While early reports of the uprising reduced the armed rebellion to an ISIS campaign, it has become clear that ISIS is only one part of a broad-based and co-ordinated Sunni armed struggle. Human Rights Watch reported last month that “11 armed opposition groups are fighting in Anbar,” the Sunni-majority province of Western Iraq which borders Syria. These include fighters affiliated with Anbar’s tribes.

In many respects Iraq’s Sunni rebellion resembles the conflict in neighbouring Syria.

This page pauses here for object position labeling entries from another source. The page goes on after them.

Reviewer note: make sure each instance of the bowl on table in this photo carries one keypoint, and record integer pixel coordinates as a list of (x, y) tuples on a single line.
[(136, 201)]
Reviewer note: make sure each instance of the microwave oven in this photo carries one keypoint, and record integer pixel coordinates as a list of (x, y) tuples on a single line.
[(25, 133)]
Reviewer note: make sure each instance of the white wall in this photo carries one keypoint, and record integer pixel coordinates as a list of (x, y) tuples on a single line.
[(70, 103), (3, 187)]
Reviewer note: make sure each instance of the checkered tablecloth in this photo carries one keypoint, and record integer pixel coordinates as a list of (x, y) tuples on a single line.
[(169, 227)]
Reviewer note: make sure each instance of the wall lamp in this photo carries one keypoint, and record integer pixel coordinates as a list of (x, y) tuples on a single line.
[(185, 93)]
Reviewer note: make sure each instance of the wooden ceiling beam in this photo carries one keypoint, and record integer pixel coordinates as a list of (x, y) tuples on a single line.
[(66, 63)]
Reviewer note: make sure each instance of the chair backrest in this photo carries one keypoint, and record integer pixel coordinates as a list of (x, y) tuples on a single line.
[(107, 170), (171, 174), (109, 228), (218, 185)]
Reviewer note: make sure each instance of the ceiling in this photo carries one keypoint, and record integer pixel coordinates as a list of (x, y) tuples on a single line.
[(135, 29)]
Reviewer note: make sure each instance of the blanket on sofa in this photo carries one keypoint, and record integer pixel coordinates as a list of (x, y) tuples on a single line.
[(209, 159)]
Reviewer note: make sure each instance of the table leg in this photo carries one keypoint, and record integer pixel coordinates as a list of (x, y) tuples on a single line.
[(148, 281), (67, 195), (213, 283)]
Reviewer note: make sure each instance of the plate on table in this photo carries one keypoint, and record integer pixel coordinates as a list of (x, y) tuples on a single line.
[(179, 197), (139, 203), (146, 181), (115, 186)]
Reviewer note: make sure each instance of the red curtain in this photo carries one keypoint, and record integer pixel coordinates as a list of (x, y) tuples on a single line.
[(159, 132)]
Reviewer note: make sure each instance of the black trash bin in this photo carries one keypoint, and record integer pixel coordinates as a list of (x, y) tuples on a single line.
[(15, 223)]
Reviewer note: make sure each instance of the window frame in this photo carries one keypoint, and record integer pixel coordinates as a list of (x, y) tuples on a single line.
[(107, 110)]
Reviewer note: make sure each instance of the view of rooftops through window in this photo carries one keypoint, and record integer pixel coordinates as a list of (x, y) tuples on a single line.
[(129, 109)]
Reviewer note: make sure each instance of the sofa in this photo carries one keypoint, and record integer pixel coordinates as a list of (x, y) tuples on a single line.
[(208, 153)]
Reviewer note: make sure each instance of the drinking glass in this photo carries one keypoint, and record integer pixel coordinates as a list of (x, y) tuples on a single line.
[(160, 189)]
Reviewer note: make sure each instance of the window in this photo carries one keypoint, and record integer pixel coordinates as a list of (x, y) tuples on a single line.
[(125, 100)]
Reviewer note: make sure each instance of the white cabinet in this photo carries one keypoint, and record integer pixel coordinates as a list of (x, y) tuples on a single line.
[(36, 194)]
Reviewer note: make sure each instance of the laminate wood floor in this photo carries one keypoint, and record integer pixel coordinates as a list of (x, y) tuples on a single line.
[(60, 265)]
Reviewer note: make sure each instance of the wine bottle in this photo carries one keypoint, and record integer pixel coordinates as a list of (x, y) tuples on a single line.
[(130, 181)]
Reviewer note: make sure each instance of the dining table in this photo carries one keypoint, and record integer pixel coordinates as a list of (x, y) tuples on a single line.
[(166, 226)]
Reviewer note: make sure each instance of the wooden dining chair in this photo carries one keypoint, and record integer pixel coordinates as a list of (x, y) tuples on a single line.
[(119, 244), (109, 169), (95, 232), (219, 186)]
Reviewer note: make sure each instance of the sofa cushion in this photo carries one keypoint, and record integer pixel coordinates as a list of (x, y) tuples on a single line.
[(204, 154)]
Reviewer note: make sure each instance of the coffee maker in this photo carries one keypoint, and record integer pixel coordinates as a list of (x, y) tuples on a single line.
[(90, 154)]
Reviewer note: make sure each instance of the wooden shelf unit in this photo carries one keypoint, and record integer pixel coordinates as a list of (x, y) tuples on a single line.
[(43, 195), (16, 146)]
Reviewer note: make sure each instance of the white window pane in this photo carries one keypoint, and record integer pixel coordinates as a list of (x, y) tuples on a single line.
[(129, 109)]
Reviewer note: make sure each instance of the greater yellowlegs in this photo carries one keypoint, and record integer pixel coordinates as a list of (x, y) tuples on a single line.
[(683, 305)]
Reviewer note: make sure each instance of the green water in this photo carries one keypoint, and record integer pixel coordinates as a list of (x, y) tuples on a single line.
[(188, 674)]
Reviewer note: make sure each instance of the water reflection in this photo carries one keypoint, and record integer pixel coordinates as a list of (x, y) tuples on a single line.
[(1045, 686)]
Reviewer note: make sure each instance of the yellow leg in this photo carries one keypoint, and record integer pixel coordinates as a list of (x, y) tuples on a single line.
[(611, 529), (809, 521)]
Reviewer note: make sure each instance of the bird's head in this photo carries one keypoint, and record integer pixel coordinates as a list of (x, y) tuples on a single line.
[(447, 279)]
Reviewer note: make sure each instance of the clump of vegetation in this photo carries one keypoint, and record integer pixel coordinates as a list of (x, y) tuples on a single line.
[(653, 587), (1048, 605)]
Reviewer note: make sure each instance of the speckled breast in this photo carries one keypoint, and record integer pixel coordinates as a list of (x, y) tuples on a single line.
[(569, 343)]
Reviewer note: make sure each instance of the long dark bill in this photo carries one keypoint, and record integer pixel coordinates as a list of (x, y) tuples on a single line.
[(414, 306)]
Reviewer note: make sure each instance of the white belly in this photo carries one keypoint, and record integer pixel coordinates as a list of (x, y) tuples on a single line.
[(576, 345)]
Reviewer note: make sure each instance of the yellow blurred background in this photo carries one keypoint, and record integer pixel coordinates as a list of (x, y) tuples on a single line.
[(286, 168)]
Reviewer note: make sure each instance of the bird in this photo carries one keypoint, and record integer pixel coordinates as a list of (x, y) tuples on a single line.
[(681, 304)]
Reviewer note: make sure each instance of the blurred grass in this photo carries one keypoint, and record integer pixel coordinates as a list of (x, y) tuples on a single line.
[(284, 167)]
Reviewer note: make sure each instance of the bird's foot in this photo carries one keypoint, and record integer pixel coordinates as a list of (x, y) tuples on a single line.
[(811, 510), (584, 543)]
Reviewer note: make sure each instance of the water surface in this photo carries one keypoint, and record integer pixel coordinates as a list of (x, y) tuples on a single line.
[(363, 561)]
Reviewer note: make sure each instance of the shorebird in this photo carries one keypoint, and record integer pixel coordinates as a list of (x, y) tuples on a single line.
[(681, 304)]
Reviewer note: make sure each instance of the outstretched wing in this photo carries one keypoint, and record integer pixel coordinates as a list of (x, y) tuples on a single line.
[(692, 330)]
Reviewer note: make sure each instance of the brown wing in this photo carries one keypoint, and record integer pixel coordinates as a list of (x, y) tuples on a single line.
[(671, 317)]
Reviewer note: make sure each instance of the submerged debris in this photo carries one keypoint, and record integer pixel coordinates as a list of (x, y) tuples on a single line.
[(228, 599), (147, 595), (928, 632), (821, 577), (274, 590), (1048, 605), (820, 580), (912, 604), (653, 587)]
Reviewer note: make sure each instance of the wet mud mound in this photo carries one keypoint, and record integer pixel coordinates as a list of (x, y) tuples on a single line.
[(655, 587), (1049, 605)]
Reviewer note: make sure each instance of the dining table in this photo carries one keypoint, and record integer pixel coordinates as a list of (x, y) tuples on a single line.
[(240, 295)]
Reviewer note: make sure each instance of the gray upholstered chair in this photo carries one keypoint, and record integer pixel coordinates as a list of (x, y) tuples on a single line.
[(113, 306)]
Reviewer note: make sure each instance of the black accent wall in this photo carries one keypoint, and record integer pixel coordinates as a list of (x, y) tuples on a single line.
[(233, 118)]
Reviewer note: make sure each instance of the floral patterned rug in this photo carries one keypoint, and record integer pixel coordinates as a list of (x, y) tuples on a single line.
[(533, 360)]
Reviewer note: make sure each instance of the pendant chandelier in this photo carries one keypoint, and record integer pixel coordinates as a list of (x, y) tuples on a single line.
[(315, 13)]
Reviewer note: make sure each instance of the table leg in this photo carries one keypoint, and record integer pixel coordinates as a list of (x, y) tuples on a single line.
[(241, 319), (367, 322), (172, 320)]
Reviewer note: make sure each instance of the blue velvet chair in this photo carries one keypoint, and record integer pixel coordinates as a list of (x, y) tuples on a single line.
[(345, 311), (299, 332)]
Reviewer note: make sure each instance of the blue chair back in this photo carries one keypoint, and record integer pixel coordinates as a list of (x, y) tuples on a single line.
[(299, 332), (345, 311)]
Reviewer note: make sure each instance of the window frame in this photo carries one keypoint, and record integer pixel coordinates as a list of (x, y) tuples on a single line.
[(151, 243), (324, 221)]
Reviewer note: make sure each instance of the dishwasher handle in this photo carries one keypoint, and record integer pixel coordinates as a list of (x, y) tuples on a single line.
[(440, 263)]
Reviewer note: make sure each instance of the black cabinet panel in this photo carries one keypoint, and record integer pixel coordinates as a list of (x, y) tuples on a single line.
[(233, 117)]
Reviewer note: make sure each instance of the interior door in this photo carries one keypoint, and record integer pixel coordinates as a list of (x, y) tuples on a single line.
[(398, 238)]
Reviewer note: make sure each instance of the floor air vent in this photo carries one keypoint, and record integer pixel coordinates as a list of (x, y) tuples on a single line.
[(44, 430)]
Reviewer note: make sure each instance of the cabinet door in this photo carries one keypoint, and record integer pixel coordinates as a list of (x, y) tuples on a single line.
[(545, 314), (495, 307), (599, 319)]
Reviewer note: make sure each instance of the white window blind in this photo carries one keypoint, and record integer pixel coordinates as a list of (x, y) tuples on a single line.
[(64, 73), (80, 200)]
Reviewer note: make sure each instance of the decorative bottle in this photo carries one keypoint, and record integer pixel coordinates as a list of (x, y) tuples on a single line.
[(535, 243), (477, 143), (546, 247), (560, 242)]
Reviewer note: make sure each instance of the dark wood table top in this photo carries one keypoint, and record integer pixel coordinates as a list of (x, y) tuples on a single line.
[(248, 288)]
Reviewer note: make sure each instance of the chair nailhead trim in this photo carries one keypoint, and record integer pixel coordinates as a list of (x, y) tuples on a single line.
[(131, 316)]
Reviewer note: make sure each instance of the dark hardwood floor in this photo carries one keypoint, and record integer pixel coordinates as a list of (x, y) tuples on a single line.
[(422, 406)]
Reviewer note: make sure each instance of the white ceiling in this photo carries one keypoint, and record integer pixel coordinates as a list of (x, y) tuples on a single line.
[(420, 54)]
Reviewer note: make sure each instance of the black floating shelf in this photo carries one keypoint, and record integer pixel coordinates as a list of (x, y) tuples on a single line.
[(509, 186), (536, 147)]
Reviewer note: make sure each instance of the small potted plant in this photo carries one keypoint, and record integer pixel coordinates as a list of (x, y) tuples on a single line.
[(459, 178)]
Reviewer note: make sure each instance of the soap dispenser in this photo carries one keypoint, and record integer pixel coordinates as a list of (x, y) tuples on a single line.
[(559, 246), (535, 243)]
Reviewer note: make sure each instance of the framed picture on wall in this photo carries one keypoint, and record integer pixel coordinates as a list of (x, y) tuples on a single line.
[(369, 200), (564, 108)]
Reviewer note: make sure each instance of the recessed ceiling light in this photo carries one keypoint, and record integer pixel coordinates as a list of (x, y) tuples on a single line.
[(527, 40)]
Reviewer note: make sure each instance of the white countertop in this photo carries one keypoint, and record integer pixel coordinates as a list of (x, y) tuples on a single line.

A protest movement quickly transforms into an armed rebellion, with armed Sunni jihadists assuming a highly visible role on the ground, and the government facing accusations of using mass arrests, torture, barrel bombs, and indiscriminate shelling against rebel forces and civilians.

Of course, there are important differences, too, but the differences are not so large as to warrant the vastly different ways in which Damascus and Baghdad are treated by Western state officials and mass media.

To begin, there has been a tendency to try to minimise the role played by Islamist takfiri elements in the Syrian rebellion in favour of emphasising the largely illusory “moderate” rebels, while in the Iraqi case, the role played by non-takfiri Sunni militants has been downplayed in favour of presenting the rebellion as an almost exclusively ISIS affair.

What’s more, Maliki has never been subjected to the demonisation Assad has endured at the hands of Western state officials and mass media. And yet, much of what Assad has been accused of to warrant his demonisation has been done by Maliki too.

First, there’s the matter of the Iraqi prime minister failing to resolve Sunni grievances through discussion, negotiation, and inclusion, preferring instead to use anti-terrorism laws to target Sunni leaders for arrest and to try to repress mass demonstrations.

Second, there are the reports of the Iraqi army’s indiscriminate shelling of residential areas and use of barrel bombs against the civilian population. Even Human Rights Watch, an organisation which is linked to the US foreign policy establishment and tends to go easy on US allies, has raised the question of whether Maliki’s security forces have committed serious violations of the laws of war.

Yet none of this has received more than passing mention in Western media, and no mention at all by Western state officials, who have loudly denounced Assad for the same behaviour.

Similarly, the Western mass media have demonised ISIS for destabilising Iraq, but not for destabilising Syria. Their use of the label “terrorist” is reserved for ISIS when the organisation operates in Iraq (against a US client) but not when it operates in Syria (against an officially designated enemy).

So it is that the Wall Street Journal could run an opinion piece titled “The terrorist army marching on Baghdad” when it’s inconceivable that the Journal, or any other Western newspaper, would run an opinion piece titled “The terrorist army marching on Damascus”.

ISIS and other Jihadi groups in Syria are armed and funded by reactionary Arab regimes, including the feudal tyrannies of Saudi Arabia, Kuwait and Qatar, all warmly embraced as allies by Washington, despite their complete contempt for democracy.

According to Wall Street Journal reporters Adam Entous and Julian E. Barnes, Qatari officials have assured Washington that Islamist militants in Syria can be eliminated once they’ve served the useful purpose of toppling Assad, yet, while Assad remains president, ISIS in Syria is safe from US attack. By contrast, as part of a coalition to redress legitimate Sunni grievances in Iraq against a US satellite government, ISIS has become a target of possible US air strikes.

If ever there were an example of governments (and mass media) dishonestly invoking charges of terrorism to justify a war against people with legitimate grievances, this is it. As one tribal leader of a Sunni rebel tribal council in Anbar put it: “It is an exaggeration and an attempt to stop the revolution against the Maliki government to say that ISIS is leading the fight. This is a rebellion against the unfairness and marginalisation” of Sunnis by Baghdad.

It’s also a demonstration of Western double-standards and the complete bankruptcy of the official Western discourse on antiterrorism, human rights, democracy and the Arab Spring.